Hoare tried. He produced a squawking sound that resembled the call of a corncrake, blushed, and shook his head.

“Very good,” Dr. Graves said. He sat back in his wheeled chair. “Now I would like to presume on your kindness for another experiment,” he added. He set the tube down and fitted the other device onto his own forehead by a soft leather strap, which Mrs. Graves tightened around his head. This object was a mirror. To Hoare, it resembled the mirrored inner surface of a slice from a hollow sphere, a concave mirror with a round hole in its center.

“Open your mouth, if you please, and lean forward. Very good.”

Dr. Graves drew the device down over his head further, adjusting it so that Hoare could see an eye peering at him through the hole.

“Now sing. Do not trouble yourself with the words; just attempt to sing, ‘Aaaah,' with your mouth open.”

Hoare uttered another macabre squawk, and the doctor sat back in his chair.

“So … so. Very good,” he said as Hoare coughed and coughed. “Or rather,
not
very good, I fear. You may replace your cravat, sir.”

“Would you now tell me, sir, what this is all about?” asked Hoare as he complied.

“Well, sir, it was partly an inexcusable curiosity on my part and partly a hope that I might be able to help you recover at least part of your speaking voice. Enough, perhaps, for you to shout commands at sea. You see, I have a special interest in abnormalities of the singing and speaking voices.”

Hoare drew a hopeful breath. It was the loss of his voice that had put him on the beach in the first place, for no deck officer can issue audible commands in a whisper. Its recovery could mean his return to sea, perhaps even to the post rank his affliction denied him. It was his dearest wish.

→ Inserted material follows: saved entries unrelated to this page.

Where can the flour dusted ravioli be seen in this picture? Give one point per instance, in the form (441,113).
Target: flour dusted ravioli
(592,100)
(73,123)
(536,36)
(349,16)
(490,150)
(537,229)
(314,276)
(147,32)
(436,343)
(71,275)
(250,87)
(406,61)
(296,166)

“Well, sir? Your verdict?”

“The vocal cords are, I fear, displaced in your case, in a manner that none of today's surgeons have the skill to repair. I had thought perhaps Monsieur Dupuytren … but no, probably not even he. Besides, Dupuytren is French and would hardly wish to offend his Emperor by releasing a talented officer to battle against his own Navy. Moreover, the cords are badly atrophied. I am surprised that you do not have difficulty in swallowing. I am sorry.”

“Thank you just the same, sir,” Hoare whispered.

“It would have been a small return for your having saved Mrs. Graves' life today,” the doctor said. He looked up at his wife and put his hand over hers, where it rested on his shoulder. He handed her the mirror and the tube.

“I am most interested in that tube, sir,” Mr. Morrow said. “You have not shown it to me before. Will you demonstrate its use to me now?”

“Certainly. Its most common application is in listening to the beating of the heart. Monsieur Laënnec—an old friend but another Frenchman, I fear—invented the thing so he could diagnose diseases of the heart and lungs more precisely. Being an
amateur
of instrument making, as you know already, I have made some small improvements upon his invention. Let you try it, first upon me, and then upon Mr. Hoare, if we can oppress him once more. Then you in turn shall submit to the ordeal, if Mr. Hoare, too, is minded to try the tube.”

“I should like it above all things,” Hoare said.

“I shall be satisfied to watch,” Mrs. Graves commented. Miss Austen concurred with a nod.